僕はいま、ヴァンエックの金鉱株ETF「GDX」を持っています。そして含み損は、約13万円です。

ゴールド関連の商品なので、「金価格が上がれば、GDXも同じように上がるんじゃないの?」と思いたくなりますよね。僕も最初はそう思っていました。正直、ゴールドと金鉱株ETFの違いなんて、そこまで深く考えていませんでした。

でも、実際にGDXを持って値動きを見ていると、ゴールドと金鉱株は似ているようで、かなり違う投資商品だと分かります。名前が似ているだけで、中身は別物でした。

この記事では、このあたりを整理します。

  • ゴールドと金鉱株ETFは何が違うのか
  • なぜ金価格が上がってもGDXが上がらないことがあるのか
  • インフレ対策や分散で持つなら、どちらが向いているのか
  • 13万円の含み損を抱える僕が、GDXをどう考えているのか

先に結論を言うと、ゴールドは「金そのものへの投資」ですが、GDXは「金を掘る会社への株式投資」です。同じゴールド関連でも、投資している対象がまったく違います。

この記事は筆者個人の見解であり、特定の銘柄・ETF・投資信託の購入や売却を推奨するものではありません。GDXは筆者が保有している商品ですが、その保有もおすすめの意図ではありません。投資には元本割れのリスクがあります。投資判断はご自身の責任でお願いします。

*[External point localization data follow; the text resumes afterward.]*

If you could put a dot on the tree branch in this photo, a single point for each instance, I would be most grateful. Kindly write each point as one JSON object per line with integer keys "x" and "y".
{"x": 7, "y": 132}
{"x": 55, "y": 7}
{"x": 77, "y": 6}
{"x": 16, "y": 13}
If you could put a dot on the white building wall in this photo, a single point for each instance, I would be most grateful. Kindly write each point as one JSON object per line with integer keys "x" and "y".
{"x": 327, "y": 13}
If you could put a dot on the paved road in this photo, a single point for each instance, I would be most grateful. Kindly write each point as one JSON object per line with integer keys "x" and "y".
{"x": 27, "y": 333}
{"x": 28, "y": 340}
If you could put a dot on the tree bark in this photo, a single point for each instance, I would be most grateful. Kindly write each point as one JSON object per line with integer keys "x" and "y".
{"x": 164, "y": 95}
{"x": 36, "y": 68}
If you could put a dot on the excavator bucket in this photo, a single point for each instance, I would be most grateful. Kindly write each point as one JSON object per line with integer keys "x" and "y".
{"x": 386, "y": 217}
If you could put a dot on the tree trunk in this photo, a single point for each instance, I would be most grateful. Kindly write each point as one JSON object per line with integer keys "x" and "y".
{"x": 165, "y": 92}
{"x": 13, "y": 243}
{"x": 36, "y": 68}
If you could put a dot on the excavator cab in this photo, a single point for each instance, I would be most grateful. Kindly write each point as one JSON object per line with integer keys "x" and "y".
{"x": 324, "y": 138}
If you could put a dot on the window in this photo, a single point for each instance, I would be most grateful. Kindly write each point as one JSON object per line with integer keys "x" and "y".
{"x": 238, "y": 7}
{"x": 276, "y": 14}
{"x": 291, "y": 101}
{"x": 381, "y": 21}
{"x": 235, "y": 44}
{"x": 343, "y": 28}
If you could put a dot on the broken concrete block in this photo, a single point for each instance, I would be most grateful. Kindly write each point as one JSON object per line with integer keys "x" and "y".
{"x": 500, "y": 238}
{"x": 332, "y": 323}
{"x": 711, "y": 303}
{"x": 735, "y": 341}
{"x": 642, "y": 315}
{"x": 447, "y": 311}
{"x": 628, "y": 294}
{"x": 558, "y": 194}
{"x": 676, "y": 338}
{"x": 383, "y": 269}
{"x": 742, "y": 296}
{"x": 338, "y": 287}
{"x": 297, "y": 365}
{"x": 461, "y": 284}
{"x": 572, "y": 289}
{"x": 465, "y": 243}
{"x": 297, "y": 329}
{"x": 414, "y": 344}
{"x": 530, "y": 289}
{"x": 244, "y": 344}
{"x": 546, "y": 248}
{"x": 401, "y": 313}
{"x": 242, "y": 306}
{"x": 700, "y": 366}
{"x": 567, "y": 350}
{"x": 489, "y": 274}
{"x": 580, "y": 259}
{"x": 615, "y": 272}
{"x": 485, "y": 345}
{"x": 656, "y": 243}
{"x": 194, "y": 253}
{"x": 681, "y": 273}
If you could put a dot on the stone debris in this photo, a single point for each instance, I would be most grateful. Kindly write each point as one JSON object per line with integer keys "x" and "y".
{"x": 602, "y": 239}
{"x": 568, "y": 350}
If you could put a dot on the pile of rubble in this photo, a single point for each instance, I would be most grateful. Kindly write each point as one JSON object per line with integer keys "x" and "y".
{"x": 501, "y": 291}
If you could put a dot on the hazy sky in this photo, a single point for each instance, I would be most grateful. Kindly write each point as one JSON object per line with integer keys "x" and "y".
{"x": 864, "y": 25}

結論:ゴールドは「金そのもの」、GDXは「金を掘る会社の株」

この記事でいちばん伝えたいのは、これだけです。

投資している対象
ゴールド金という資産そのもの。金価格が上がれば、基本的に自分の資産も上がる
GDX金を採掘・生産・販売する会社の株式。金価格だけでなく、企業の利益・コスト・経営・株式市場全体の影響も受ける

ここで勘違いしやすいのが、GDXは「ゴールドに少しレバレッジをかけた商品」ではないということです。中身は普通に企業の株です。金にブーストをかけた金、みたいなものではありません。

ゴールドとGDXの関係は、こういうものに近いです。

  • 原油と、石油会社の株
  • 半導体価格と、半導体メーカーの株
  • 住宅価格と、住宅メーカーの株

関連はあります。でも、同じ値動きをするとは限りません。原油が上がっても石油会社の株が上がらない日があるのと同じで、金が上がってもGDXが上がらない日は普通にあります。

僕が持っているGDXの中身

GDXの正式名称は、ヴァンエック 金鉱株ETF。金の延べ棒を保管しているETFではなく、世界の大手金鉱会社をまとめて持っているETFです。

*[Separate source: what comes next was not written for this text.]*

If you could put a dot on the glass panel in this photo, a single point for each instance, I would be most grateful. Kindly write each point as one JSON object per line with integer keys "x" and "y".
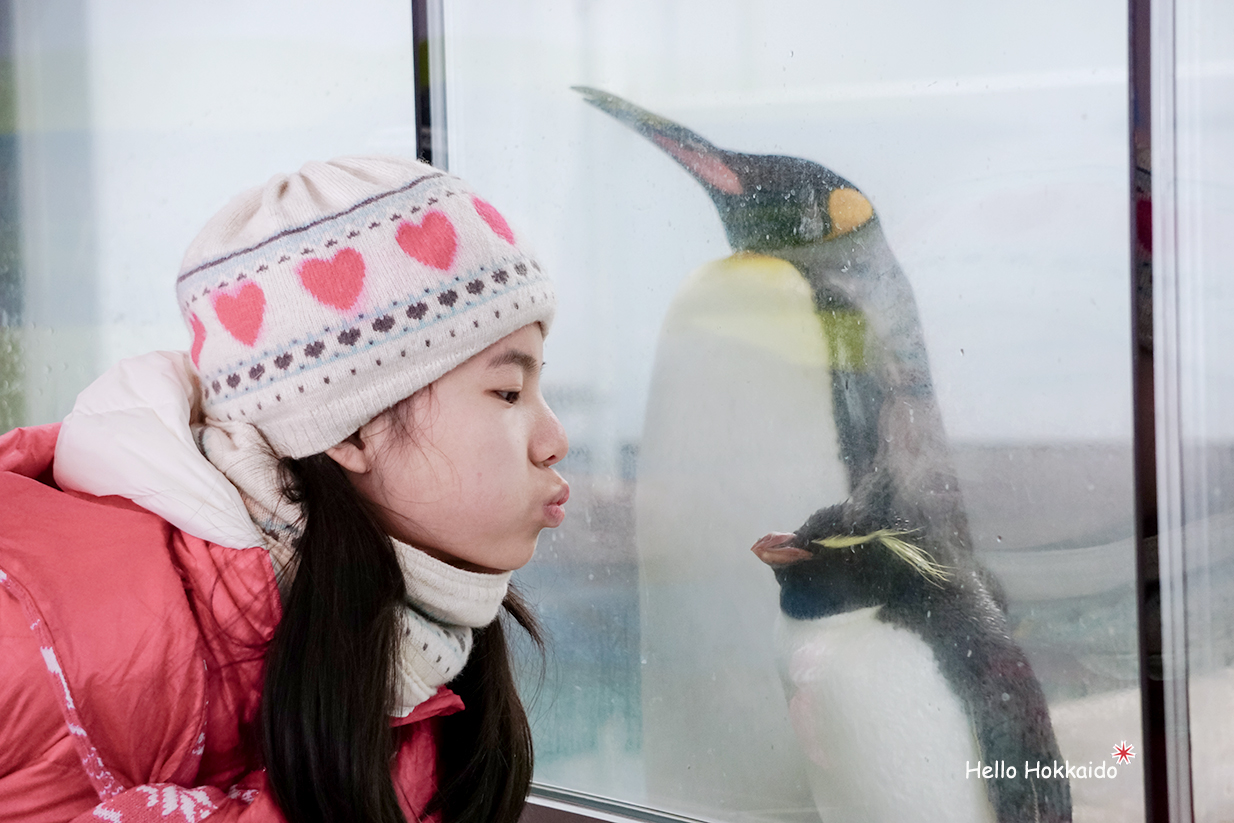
{"x": 124, "y": 126}
{"x": 1193, "y": 254}
{"x": 715, "y": 399}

代表的な組入企業は、こんな顔ぶれです(2026年時点)。

  • ニューモント
  • アグニコ・イーグル・マインズ
  • バリック・マイニング

各社の細かい分析はしませんが、ここで言いたいのは、GDXを買うということは、金の延べ棒を買うことではなく、複数の鉱山会社の株主になることだという点です。

だからGDXは、金価格の影響を強く受けますが、分類としてはコモディティ(商品)ではなく株式です。中身は素材セクターの会社に集中していて、金(銀を含む貴金属)を掘る会社の集まりです。株式市場全体が大きく下げれば、金価格がそこそこ堅調でも、GDXは一緒に売られることがあります。ここが、金地金そのものとの大きな違いです。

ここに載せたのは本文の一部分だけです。